Let $F$ be an ordered field. Let $A$ be a convex subring of $F$. $A$ is a valuation ring on $F$, so a local ring. Let $m_A$ denote its maximal ideal.
As a general result of valuation-theory, we know that for any subfield $C$ of $F$ contained in $A$ that is maximal for inclusion with respect to these conditions, the residue field $F_A:= A / m_A$ is algebraic over the image $C_A$ of $C$ under the residue map $A \rightarrow A /m_A$. Moreover $C$ is algebraically closed relatively to $F$.

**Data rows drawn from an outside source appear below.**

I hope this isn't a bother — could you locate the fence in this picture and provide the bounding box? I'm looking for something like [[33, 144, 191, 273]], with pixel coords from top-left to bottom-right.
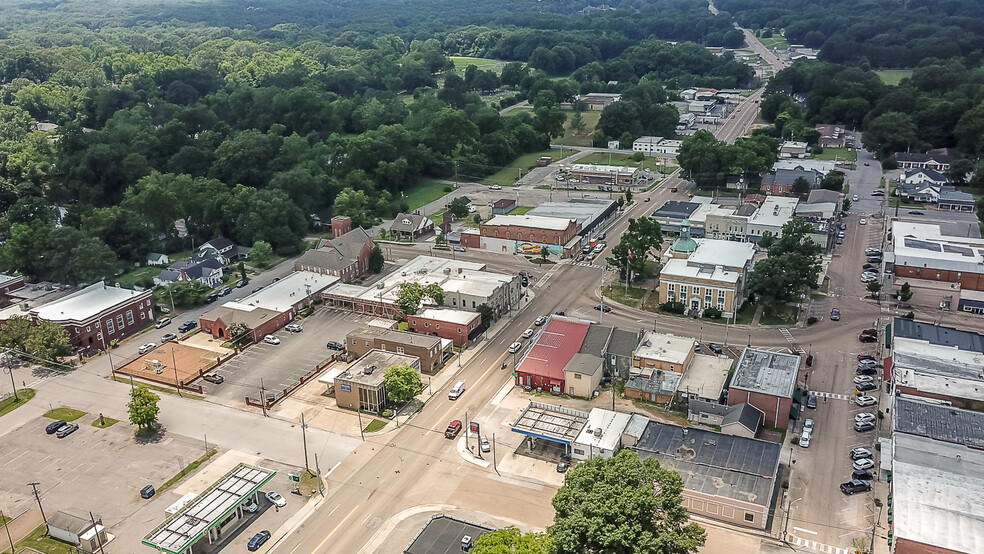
[[244, 352, 340, 408]]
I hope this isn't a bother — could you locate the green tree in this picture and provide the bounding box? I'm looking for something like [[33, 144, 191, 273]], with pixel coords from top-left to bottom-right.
[[624, 188, 633, 204], [396, 282, 425, 315], [238, 261, 247, 282], [758, 231, 776, 250], [867, 280, 882, 299], [368, 245, 385, 273], [24, 320, 72, 363], [898, 282, 913, 303], [423, 283, 445, 306], [472, 527, 553, 554], [862, 112, 921, 159], [551, 450, 705, 554], [334, 187, 374, 228], [746, 218, 823, 307], [448, 196, 471, 218], [631, 151, 645, 162], [248, 240, 273, 268], [383, 363, 423, 404], [607, 217, 663, 280], [821, 171, 845, 192], [157, 280, 212, 308], [127, 386, 161, 429], [227, 322, 250, 346], [570, 111, 585, 134], [791, 176, 812, 197], [476, 303, 495, 327], [842, 198, 852, 212], [0, 316, 32, 352]]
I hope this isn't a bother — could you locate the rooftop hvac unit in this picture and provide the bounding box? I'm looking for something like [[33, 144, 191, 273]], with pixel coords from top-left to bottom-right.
[[364, 364, 377, 375], [444, 268, 452, 275], [376, 282, 385, 289], [593, 427, 603, 437]]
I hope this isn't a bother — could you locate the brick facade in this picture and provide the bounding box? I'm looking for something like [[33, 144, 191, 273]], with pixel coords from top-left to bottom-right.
[[727, 389, 791, 428], [407, 312, 481, 346], [893, 538, 965, 554], [894, 265, 984, 292], [479, 220, 580, 247], [346, 329, 446, 375], [40, 291, 156, 351]]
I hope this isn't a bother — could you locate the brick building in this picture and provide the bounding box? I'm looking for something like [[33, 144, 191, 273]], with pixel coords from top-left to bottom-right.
[[345, 328, 449, 374], [0, 274, 24, 306], [515, 317, 590, 392], [293, 217, 374, 282], [407, 308, 482, 346], [30, 282, 155, 351], [892, 221, 984, 291], [479, 215, 580, 256], [569, 164, 639, 187], [728, 348, 800, 428]]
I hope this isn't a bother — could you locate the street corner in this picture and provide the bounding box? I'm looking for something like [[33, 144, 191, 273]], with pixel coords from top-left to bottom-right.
[[456, 431, 491, 468]]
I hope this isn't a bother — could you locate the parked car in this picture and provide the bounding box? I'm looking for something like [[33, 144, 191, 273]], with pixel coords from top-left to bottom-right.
[[858, 359, 878, 367], [554, 310, 565, 316], [859, 333, 877, 343], [489, 185, 502, 190], [45, 420, 67, 434], [708, 343, 723, 354], [557, 453, 572, 473], [798, 431, 812, 448], [56, 423, 79, 438], [855, 412, 877, 423], [454, 246, 466, 252], [161, 333, 177, 343], [856, 396, 878, 408], [806, 394, 818, 409], [850, 447, 873, 460], [855, 420, 876, 432], [326, 340, 344, 350], [865, 248, 882, 255], [138, 343, 157, 355], [265, 491, 286, 507], [866, 256, 882, 263], [858, 354, 876, 361], [205, 293, 218, 303], [508, 342, 522, 353], [241, 498, 258, 513], [840, 222, 848, 230], [854, 375, 875, 385], [852, 469, 874, 481], [480, 436, 490, 453], [219, 287, 232, 296], [285, 323, 303, 333], [177, 320, 197, 333], [853, 457, 875, 470], [836, 237, 843, 245], [445, 420, 462, 439], [202, 373, 224, 384], [263, 335, 280, 345], [803, 418, 815, 433], [860, 274, 877, 283], [522, 328, 534, 339], [855, 382, 877, 393], [857, 366, 878, 376], [594, 304, 612, 313], [830, 308, 840, 321], [534, 316, 547, 326], [859, 218, 867, 225], [871, 190, 885, 196], [155, 318, 171, 329], [252, 286, 264, 293], [247, 531, 271, 551], [840, 480, 871, 495]]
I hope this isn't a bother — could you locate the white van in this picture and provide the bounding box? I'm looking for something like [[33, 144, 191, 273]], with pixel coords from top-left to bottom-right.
[[448, 380, 466, 400]]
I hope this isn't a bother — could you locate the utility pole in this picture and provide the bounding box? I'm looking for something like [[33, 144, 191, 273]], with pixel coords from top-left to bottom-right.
[[260, 378, 268, 417], [27, 482, 47, 532], [1, 509, 14, 553], [3, 349, 17, 401], [171, 349, 181, 397], [314, 453, 324, 497], [300, 413, 310, 472], [89, 512, 106, 554], [492, 433, 500, 476], [357, 408, 365, 441]]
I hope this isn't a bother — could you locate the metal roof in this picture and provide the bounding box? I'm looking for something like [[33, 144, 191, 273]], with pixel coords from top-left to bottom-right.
[[142, 463, 275, 554], [893, 317, 984, 352], [510, 401, 589, 445], [517, 317, 590, 382], [731, 348, 799, 398], [894, 396, 984, 449]]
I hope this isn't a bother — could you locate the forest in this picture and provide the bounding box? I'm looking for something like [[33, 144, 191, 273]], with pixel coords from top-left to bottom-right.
[[0, 0, 755, 285]]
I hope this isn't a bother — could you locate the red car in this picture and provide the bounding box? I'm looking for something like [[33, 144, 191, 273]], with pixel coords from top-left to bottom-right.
[[858, 354, 875, 361], [670, 187, 678, 192], [444, 420, 462, 439]]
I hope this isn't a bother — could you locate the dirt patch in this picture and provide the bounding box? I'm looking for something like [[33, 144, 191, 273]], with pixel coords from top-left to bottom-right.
[[115, 342, 233, 387]]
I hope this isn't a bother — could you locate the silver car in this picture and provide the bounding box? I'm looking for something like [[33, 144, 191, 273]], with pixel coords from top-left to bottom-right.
[[855, 395, 878, 407]]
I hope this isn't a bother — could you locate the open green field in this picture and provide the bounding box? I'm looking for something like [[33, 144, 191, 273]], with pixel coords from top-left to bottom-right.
[[813, 147, 857, 162], [43, 407, 87, 421], [115, 265, 163, 288], [875, 69, 913, 86], [554, 109, 602, 147], [0, 389, 35, 418], [576, 152, 668, 173], [758, 36, 789, 50], [403, 180, 451, 211], [449, 56, 500, 69], [509, 206, 534, 215], [480, 148, 570, 188]]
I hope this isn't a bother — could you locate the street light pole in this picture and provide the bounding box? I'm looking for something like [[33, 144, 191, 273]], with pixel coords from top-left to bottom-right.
[[3, 349, 17, 401], [27, 482, 47, 533], [300, 413, 310, 472], [782, 496, 803, 542]]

Now, in this more specific case, $F_A$ is ordered by $a + m_A < a' + m_A \Longleftrightarrow a < a'$.
If $F$ is real closed, then so is $C_A$, and $C_A = F_A$.

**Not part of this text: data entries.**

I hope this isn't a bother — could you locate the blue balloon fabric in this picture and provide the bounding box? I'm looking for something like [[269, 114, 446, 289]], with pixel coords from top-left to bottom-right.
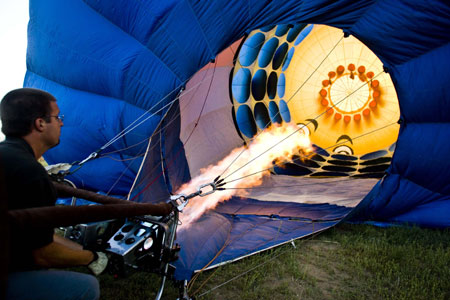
[[25, 0, 450, 280]]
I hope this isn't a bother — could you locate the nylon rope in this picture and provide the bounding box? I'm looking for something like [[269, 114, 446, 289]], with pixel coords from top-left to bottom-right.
[[194, 225, 326, 298], [219, 119, 394, 187], [125, 29, 280, 198], [187, 217, 275, 292], [101, 85, 187, 197], [220, 70, 383, 183], [128, 61, 217, 199], [191, 219, 285, 296], [80, 27, 273, 164], [102, 81, 194, 151], [99, 57, 215, 158], [105, 140, 150, 196], [223, 177, 354, 190], [181, 60, 218, 145], [218, 35, 344, 180]]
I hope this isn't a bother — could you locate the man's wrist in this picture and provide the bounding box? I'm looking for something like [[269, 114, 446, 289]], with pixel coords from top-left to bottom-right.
[[89, 250, 98, 265]]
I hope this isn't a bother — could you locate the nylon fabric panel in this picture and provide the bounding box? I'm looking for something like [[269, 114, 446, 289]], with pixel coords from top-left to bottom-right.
[[290, 0, 373, 28], [28, 0, 140, 99], [161, 100, 191, 192], [201, 215, 337, 276], [174, 212, 339, 280], [179, 66, 243, 177], [390, 43, 450, 123], [173, 212, 232, 280], [391, 123, 450, 195], [24, 72, 159, 158], [121, 49, 181, 109], [214, 197, 353, 221], [83, 0, 180, 43], [348, 0, 450, 66], [368, 175, 446, 220], [143, 1, 214, 80], [29, 0, 179, 108], [129, 128, 171, 203], [388, 197, 450, 227]]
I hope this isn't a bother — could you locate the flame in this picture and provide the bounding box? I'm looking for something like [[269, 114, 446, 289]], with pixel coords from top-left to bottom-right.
[[177, 123, 312, 228]]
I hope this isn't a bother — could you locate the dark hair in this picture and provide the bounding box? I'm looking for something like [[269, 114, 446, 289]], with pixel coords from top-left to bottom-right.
[[0, 88, 56, 137]]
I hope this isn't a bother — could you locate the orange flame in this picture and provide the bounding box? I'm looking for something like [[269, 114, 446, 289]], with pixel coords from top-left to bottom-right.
[[177, 123, 312, 228]]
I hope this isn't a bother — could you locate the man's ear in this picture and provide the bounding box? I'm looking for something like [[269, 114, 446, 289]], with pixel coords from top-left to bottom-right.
[[34, 118, 46, 132]]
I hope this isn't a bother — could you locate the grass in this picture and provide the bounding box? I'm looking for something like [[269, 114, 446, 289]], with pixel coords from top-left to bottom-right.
[[95, 223, 450, 300]]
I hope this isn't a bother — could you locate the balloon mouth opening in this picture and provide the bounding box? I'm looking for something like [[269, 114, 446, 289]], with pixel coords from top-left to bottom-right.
[[230, 24, 400, 179]]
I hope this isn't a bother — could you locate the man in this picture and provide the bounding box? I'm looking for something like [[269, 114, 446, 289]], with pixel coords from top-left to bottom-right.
[[0, 88, 102, 300]]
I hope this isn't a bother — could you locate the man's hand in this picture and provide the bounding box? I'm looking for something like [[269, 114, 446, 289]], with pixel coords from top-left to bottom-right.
[[88, 251, 108, 276], [32, 239, 94, 268]]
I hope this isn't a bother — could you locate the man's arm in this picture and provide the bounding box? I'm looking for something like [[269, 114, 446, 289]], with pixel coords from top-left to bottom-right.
[[53, 234, 83, 250], [32, 236, 94, 268]]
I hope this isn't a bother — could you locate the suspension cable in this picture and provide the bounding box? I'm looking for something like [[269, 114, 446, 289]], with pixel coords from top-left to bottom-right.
[[102, 28, 270, 154], [219, 119, 394, 187], [222, 177, 354, 190], [70, 68, 217, 173], [218, 35, 344, 180], [75, 26, 277, 169], [102, 81, 194, 151], [194, 225, 325, 298], [128, 62, 218, 196], [220, 70, 383, 183], [182, 60, 217, 145], [126, 29, 279, 196]]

In general, $C_A$ may be a proper subfield of $F_A$; for instance, if $F$ is a ultrapower of $\mathbb{Q}$ modulo some free ultrafilter on $\mathbb{N}$ and $A$ is the ring of finite and infinitesimal elements in it, then $F_A \cong \mathbb{R}$ while any maximal subfield of $A$ may contain no algebraic irrationnal number.

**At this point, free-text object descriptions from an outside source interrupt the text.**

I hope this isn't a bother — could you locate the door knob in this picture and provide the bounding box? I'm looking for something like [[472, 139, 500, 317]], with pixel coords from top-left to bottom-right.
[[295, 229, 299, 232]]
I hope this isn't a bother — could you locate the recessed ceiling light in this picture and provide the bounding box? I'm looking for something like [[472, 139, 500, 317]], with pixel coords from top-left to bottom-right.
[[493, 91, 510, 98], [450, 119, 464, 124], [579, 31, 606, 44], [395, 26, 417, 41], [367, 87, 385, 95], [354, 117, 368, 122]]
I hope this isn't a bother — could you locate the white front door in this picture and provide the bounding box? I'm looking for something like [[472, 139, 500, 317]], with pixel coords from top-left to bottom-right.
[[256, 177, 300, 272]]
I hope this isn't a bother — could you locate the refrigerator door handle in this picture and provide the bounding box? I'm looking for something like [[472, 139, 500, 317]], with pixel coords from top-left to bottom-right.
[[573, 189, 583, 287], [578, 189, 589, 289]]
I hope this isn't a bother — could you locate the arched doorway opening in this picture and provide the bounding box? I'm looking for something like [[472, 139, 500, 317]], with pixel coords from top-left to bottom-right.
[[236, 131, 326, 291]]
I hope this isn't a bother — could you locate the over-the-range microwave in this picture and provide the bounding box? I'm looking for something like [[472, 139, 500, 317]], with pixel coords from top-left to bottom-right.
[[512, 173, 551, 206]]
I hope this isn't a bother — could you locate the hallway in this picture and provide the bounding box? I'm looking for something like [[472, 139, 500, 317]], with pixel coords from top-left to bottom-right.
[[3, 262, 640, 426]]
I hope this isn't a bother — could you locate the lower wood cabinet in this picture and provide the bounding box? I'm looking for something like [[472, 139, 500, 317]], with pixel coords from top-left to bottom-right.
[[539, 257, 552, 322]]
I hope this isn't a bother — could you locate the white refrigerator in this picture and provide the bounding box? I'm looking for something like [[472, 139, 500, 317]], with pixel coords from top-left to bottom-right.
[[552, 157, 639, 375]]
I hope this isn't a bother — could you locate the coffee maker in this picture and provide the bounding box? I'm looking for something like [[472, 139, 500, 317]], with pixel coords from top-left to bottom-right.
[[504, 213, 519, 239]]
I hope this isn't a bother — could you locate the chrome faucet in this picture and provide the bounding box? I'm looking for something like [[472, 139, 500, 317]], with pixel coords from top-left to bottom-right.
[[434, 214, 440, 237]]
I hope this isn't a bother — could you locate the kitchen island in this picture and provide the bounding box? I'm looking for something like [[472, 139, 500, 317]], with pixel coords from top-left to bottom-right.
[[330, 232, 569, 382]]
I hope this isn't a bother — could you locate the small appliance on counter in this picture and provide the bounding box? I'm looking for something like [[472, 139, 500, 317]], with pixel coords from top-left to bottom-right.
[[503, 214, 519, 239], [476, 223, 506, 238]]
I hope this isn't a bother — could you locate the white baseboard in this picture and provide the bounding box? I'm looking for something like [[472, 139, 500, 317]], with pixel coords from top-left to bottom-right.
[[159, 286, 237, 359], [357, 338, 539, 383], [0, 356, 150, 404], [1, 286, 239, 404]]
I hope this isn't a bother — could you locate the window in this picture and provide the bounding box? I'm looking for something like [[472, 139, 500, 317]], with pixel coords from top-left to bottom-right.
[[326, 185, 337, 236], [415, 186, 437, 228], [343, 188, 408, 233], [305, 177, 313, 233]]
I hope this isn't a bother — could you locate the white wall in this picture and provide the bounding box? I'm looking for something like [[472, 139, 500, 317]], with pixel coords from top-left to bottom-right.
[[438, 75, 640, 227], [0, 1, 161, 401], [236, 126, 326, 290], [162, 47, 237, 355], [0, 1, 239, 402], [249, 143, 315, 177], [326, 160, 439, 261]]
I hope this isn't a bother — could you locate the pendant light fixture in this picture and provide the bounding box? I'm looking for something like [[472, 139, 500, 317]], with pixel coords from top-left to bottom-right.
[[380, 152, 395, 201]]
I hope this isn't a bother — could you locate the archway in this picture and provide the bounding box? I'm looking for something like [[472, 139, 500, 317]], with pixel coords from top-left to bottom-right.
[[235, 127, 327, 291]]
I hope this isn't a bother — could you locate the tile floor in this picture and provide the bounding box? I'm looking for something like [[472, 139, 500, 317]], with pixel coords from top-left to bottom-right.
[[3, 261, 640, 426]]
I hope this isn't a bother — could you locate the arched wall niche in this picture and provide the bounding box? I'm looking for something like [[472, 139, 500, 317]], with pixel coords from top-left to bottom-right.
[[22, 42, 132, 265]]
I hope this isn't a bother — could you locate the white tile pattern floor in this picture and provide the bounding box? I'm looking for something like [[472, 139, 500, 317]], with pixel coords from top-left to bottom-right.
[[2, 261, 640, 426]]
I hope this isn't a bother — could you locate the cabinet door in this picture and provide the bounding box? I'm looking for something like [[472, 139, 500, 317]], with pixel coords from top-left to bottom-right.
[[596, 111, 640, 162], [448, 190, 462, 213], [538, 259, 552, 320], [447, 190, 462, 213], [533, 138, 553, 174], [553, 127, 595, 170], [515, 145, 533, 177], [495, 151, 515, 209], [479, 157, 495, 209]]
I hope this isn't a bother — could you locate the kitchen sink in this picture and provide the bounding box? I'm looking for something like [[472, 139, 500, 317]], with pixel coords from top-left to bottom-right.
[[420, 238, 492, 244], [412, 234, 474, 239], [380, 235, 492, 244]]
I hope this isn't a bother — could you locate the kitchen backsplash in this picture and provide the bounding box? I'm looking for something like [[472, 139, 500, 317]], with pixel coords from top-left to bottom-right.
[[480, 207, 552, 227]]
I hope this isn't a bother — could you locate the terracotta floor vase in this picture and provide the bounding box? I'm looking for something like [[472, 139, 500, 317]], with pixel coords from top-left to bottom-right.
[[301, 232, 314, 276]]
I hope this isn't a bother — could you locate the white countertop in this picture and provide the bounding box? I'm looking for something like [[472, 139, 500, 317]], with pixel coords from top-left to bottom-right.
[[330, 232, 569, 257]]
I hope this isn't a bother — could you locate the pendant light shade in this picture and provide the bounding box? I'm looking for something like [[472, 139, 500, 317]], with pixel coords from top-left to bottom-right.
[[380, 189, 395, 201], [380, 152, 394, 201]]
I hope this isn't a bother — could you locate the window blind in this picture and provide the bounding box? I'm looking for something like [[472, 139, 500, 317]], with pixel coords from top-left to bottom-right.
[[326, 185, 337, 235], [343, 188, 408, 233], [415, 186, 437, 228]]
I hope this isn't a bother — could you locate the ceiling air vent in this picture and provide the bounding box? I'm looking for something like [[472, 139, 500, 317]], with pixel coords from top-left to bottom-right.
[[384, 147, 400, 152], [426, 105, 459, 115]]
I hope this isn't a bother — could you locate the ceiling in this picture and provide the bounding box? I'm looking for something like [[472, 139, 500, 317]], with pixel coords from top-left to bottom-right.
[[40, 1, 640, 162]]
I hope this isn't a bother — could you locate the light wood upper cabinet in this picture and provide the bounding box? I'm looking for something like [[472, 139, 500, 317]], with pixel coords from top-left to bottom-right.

Is $C_A$ always dense in $F_A$?
The answer turns out to be yes.
In fact, a little more generally, if $F$ is an ordered field, $F'$ is a proper extension of $F$ and $a \in F' \smallsetminus F$ is such that there is $\varepsilon \in F^{>0}$ such that $\forall x \in F(|x-a| > \varepsilon)$, then there is $b \in F' \smallsetminus F$ such that $\forall x \in F(x < a \longleftrightarrow x < b)$ and that $F(b)$ is a cofinal extension of $F$.
Applying this to $C_A$ assuming it is not dense yields such an element $a$ for $C$ (in $A$) which contradicts the maximality of $C$ as a subfield of $A$.